Do you remember when Cyber Monday wasn't a thing? In late November 2005, The New York Times reported: "The name Cyber Monday grew out of the observation that millions of otherwise productive working Americans, fresh off a Thanksgiving weekend of window shopping, were returning to high-speed Internet connections at work Monday and buying what they liked." At that time, internet connections in most homes were slow.
Fast-forward 15 years; foot traffic is down, fewer people are returning to offices, and most people have much faster connections at home. Monday had all the makings of an epic online shopping day. In fact, ABC News reported earlier this week: Cyber Monday expected to be biggest online shopping day in US history. But the shopping holiday is no longer confined to the U.S., so Akamai prepares for the day with its global retail customers and observes trends to ensure flawless performance and protect retailers' websites by averting the most sophisticated threats.
As it happens, that reporting was accurate. Forbes reported on Tuesday that "Cyber Monday was projected to be the largest online shopping day in U.S. history and it delivered just that - a 15.1% increase over last year coming in at $10.8 billion for the day."
The first thing Akamai witnessed was that visits to retailers' websites increased by 28% YoY on Cyber Monday, and the peak hourly visits also increased by 27% YoY. The peak hours were 11 AM-12 PM ET in 2019 and 9-10 AM ET in 2020.
Additionally, we looked at the following data points for online shopping on Cyber Monday, comparing 2019 to 2020:
- Shoppers on mobile versus desktop:
- Mobile: increase from 58.74% to 66.76%
- Desktop: decrease from 37.54% to 28.55%
- Bounce rates on mobile versus desktop:
- Mobile: increase from 36.45% to 37.78%
- Desktop: decrease from 27.14% to 25.95%
- Conversion rates on mobile versus desktop:
- Mobile: increase from 2.01% to 2.36%
- Desktop: increase from 4.04% to 4.45%
In 2019, Akamai witnessed 4 billion total retail attacks across its platform, with 66 million being credential abuse/stuffing attacks.
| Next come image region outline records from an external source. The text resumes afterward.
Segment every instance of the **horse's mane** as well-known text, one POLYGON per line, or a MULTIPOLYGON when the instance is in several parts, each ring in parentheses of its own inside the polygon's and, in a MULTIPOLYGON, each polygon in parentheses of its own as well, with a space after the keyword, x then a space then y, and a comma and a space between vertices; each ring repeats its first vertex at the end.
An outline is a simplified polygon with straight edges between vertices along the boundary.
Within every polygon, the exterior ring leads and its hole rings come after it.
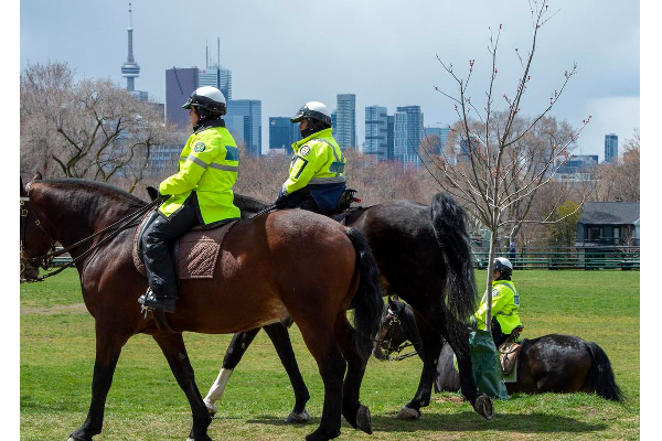
POLYGON ((99 181, 84 180, 84 179, 77 179, 77 178, 60 178, 60 179, 36 180, 34 182, 35 183, 44 183, 44 184, 64 184, 67 186, 76 185, 76 186, 81 186, 81 187, 89 187, 89 189, 97 190, 97 193, 100 192, 106 196, 109 196, 111 198, 115 198, 115 200, 118 200, 121 202, 125 202, 124 200, 128 200, 128 203, 130 205, 143 206, 147 204, 140 197, 132 195, 131 193, 129 193, 127 191, 124 191, 124 190, 113 186, 108 183, 99 182, 99 181))

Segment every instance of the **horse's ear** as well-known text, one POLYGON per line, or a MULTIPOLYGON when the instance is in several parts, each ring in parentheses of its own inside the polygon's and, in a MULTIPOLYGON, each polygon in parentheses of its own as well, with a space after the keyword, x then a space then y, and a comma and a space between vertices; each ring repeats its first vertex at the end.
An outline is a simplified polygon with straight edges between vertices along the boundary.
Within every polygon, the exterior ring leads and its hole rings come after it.
POLYGON ((159 197, 159 191, 151 185, 147 186, 147 194, 149 194, 149 198, 152 201, 159 197))

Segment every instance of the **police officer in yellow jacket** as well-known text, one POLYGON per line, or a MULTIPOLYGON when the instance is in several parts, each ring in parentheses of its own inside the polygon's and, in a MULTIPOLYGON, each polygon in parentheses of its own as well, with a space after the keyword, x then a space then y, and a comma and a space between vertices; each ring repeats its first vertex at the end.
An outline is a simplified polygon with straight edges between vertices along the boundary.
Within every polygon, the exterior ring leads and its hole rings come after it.
POLYGON ((310 101, 290 121, 299 122, 303 139, 292 144, 289 178, 275 205, 329 214, 345 190, 345 157, 333 139, 331 114, 322 103, 310 101))
POLYGON ((138 301, 145 309, 166 312, 174 312, 178 298, 169 245, 196 225, 241 217, 232 192, 239 152, 221 118, 226 111, 223 93, 200 87, 182 108, 189 109, 193 135, 182 150, 178 173, 159 185, 159 194, 168 198, 142 235, 149 289, 138 301))
MULTIPOLYGON (((511 280, 513 265, 505 257, 494 259, 492 272, 492 338, 494 346, 499 347, 520 325, 520 295, 511 280)), ((487 292, 473 319, 479 330, 485 330, 485 315, 488 312, 487 292)))

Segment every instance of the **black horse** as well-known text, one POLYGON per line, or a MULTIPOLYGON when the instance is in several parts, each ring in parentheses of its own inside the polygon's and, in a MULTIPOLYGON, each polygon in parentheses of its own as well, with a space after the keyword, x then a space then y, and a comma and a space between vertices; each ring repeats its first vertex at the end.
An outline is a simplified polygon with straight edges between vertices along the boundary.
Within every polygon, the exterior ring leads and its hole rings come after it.
MULTIPOLYGON (((261 201, 239 194, 235 194, 235 204, 246 217, 268 206, 261 201)), ((477 412, 490 419, 493 415, 492 401, 487 395, 478 395, 472 376, 468 331, 462 324, 462 318, 473 313, 478 303, 462 208, 451 196, 439 193, 434 196, 430 206, 395 201, 359 208, 345 222, 366 236, 377 261, 383 292, 397 293, 417 311, 416 322, 426 348, 424 367, 416 395, 403 407, 397 418, 419 418, 420 408, 429 405, 444 336, 458 354, 465 397, 477 412)), ((280 323, 264 329, 271 338, 295 390, 295 407, 286 421, 307 421, 308 389, 299 373, 287 329, 280 323)), ((215 401, 223 395, 232 370, 258 332, 259 329, 255 329, 234 335, 218 378, 204 399, 212 415, 216 412, 215 401)))
MULTIPOLYGON (((406 341, 419 341, 413 325, 412 308, 392 299, 388 305, 373 349, 373 355, 380 359, 388 358, 406 341)), ((445 345, 437 365, 435 391, 457 391, 460 388, 452 357, 452 348, 445 345)), ((516 369, 516 381, 505 384, 509 394, 583 391, 615 401, 622 399, 605 351, 596 343, 574 335, 549 334, 524 338, 516 369)))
This year, we saw those numbers jump exponentially to almost 10 billion and 84 million, respectively, an increase of 79% in credential attacks alone. Cyber Monday hasn't just grown exponentially for online shopping, it's also become a huge holiday for cybercriminals, as evidenced by these numbers. The primary reason? Some of the biggest sales and most sought-after products are held until Cyber Monday, making them rich targets for threat actors to go after, including some highly anticipated gaming consoles. Bot operators can snap up inventory to resell on the gray market, and those looking to inflict financial pain on a business can severely compromise revenue generation by overwhelming infrastructure through DDoS or web application attacks.
While some retailers focused their budget on marketing efforts in 2020, and understandably so, security needs to be a priority for the months ahead and throughout 2021. All data indicates that online shopping is on the rise - and right alongside it, cybercrime.